@CalBear---you never heard of either Hardees or Burger Chef, correct? But what about Carl Jr?
I do not know at what point Hardees merged with Carl Jr. When I was a kid in the early half of the 1970s, I could compare them because we had Hardees in Panama City, Florida, and Carl Jr. all over southern California. If it were not for having seen one commercial once for Burger Chef, I would be quite mystified by all this talk straight out of a parallel universe to me. But in fact once, and I cannot pin down just where or when, I did see a Burger Chef commercial. It could have been in Los Angeles, where presumably the chain was making an aggressive attempt to penetrate the local market; if so this would have been around 1974-75. I really don't think it would have been in Montgomery, AL because I suppose that was surely Hardees territory; I suppose my next chance to see it would have been when I lived at Langley AFB in the Virginia tidewater, Hampton/Newport News media market. Could BC have been trying to get a foothold there? It seems unlikely to me.
So, somewhere or other I briefly lived where Burger Chef either was on the decline and on the way out, or trying to insinuate its way it. Either way I never happened to drop in and try it. The Los Angeles theory seems strongest to me.
Meanwhile, as far as I could tell from the grassroots and vantage point of a child, Hardees and Carl Jr were quite different, yet shared a lot of similarities, presumably because they were pursuing a similar niche. I'd have to look it up to see just when one acquired control over the other; they persist as separate chains attempting to monopolize different markets. I believe nowadays their product line as largely been "streamlined" into one standard probably with small regional variations.

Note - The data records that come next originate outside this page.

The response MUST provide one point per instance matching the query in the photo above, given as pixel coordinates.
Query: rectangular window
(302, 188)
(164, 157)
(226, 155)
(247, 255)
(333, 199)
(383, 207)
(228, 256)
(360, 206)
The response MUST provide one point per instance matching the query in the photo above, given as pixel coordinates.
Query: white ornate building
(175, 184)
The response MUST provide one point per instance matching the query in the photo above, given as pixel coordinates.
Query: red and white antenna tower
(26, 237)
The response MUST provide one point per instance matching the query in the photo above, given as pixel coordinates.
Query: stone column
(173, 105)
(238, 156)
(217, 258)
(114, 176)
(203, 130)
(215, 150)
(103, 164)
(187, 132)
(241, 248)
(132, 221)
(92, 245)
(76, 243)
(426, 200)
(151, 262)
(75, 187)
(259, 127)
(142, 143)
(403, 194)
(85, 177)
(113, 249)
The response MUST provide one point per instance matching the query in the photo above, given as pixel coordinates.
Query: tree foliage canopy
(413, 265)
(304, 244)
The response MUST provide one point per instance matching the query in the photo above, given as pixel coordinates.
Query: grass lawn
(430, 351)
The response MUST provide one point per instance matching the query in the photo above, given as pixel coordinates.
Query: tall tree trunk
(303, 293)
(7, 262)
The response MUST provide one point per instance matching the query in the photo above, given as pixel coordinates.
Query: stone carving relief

The combined chain has intruded into political polemics recently, and indeed while I did not notice any political slant of the Hardees chain, Carl Jr. took a hostile stand against gay liberation in the early 1980s--a fact brought to my attention in the summer of 1982 by a Knights of Columbus spokesman who urged his audience to therefore support the chain against those he characterized as the "homosex community" who were boycotting.